Good luck, Mr Wahba. The world, including the non-Egyptian part of it — Spain and their fans excepted — no doubt wish you success.

If Wahba or indeed Salah need inspiration they could find it in other aspects of Zoroastro’s remarkable life.

He knew Leonardo since at least the 1490s, and besides grinding colours for some of his paintings he left a lasting impression in bizarre ways.

Nicknamed “Indovino”, or fortune teller, Zoroastro was considered by some an alchemist and a magician, and by others a mere blacksmith.

Leonardo wasn’t Zoroastro’s only fan. Dom Miguel da Silva, the Bishop of Viseo, wrote in a letter dated February 21, 1520, of a laboratory he had set up with “Indovino”:

“We make spheres which shine brilliantly and in which appear strange human figures with horns on their heads and crabs’ legs and a nose like a prawn.

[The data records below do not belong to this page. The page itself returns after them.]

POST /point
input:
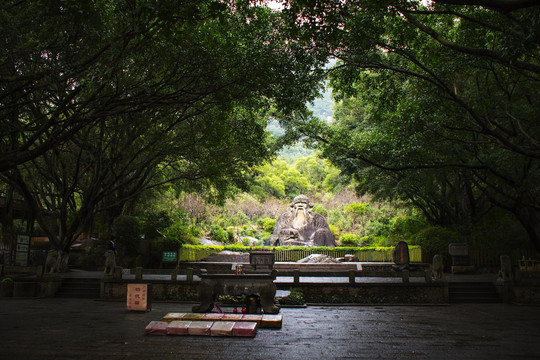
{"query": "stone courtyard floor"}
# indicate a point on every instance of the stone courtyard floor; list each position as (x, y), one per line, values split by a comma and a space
(87, 329)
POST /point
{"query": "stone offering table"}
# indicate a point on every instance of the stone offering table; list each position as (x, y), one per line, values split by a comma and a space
(261, 285)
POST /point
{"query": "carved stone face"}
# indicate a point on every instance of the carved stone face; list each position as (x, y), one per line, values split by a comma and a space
(301, 209)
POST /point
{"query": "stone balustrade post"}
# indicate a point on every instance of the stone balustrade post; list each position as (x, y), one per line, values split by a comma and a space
(138, 273)
(405, 276)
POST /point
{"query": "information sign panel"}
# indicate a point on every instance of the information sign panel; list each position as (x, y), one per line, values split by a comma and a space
(138, 297)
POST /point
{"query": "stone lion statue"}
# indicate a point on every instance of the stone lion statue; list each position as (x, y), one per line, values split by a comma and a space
(110, 262)
(302, 227)
(51, 263)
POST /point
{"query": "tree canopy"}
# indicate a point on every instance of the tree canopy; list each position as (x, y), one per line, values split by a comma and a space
(438, 102)
(102, 100)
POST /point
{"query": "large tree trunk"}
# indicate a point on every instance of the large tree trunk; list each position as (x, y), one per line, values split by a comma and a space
(529, 217)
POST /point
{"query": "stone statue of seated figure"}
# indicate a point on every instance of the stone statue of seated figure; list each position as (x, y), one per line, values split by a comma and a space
(301, 227)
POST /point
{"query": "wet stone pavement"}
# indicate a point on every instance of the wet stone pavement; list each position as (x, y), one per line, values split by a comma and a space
(87, 329)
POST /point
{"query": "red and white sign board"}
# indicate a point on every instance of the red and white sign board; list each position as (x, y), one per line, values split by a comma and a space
(138, 297)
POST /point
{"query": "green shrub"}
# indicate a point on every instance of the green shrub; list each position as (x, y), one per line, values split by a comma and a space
(349, 240)
(219, 234)
(318, 208)
(268, 224)
(434, 240)
(407, 226)
(296, 297)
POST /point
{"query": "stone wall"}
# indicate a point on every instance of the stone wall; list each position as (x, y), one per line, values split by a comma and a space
(373, 293)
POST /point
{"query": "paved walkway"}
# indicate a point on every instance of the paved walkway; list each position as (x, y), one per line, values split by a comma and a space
(87, 329)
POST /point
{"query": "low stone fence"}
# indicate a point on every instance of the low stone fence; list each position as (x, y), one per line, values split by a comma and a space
(182, 284)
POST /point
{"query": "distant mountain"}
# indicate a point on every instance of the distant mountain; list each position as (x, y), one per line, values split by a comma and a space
(323, 108)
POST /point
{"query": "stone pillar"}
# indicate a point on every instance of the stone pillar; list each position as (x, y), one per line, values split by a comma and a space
(405, 276)
(352, 277)
(189, 275)
(296, 275)
(138, 273)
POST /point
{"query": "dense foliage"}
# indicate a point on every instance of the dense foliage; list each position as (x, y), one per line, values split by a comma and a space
(438, 103)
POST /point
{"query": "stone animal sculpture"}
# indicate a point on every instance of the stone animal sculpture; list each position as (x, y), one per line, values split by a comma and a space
(437, 267)
(110, 262)
(302, 227)
(51, 263)
(506, 268)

“In an old fireplace we have made a furnace, built up with bricks, and here we distill and separate the elements of everything; and with these we extract the fire from a marine monster which forever burns and shines.

“In the middle of the room there is a large table cluttered with pots and flasks of all sorts, and paste and clay and Greek pitch and cinnabar, and the teeth of hanged men, and roots.

“There is a plinth made of sulphur polished up on a lathe, and on this stands a vessel of yellow amber, empty except for a serpent with four legs, which we take for a miracle.

“Zoroastro believes that some gryphon [a mythical dragon-like creature] carried it through the air from Libya and dropped it at the Mamolo bridge, where it was found and tamed by him.

“The walls of this room are all daubed with weird faces and drawings on paper, among which is one of a monkey who is telling stories to a crowd of rats who are attentively listening, and a thousand other things full of mystery.”

Good drugs? Maybe. Salah could use some to make it to Russia.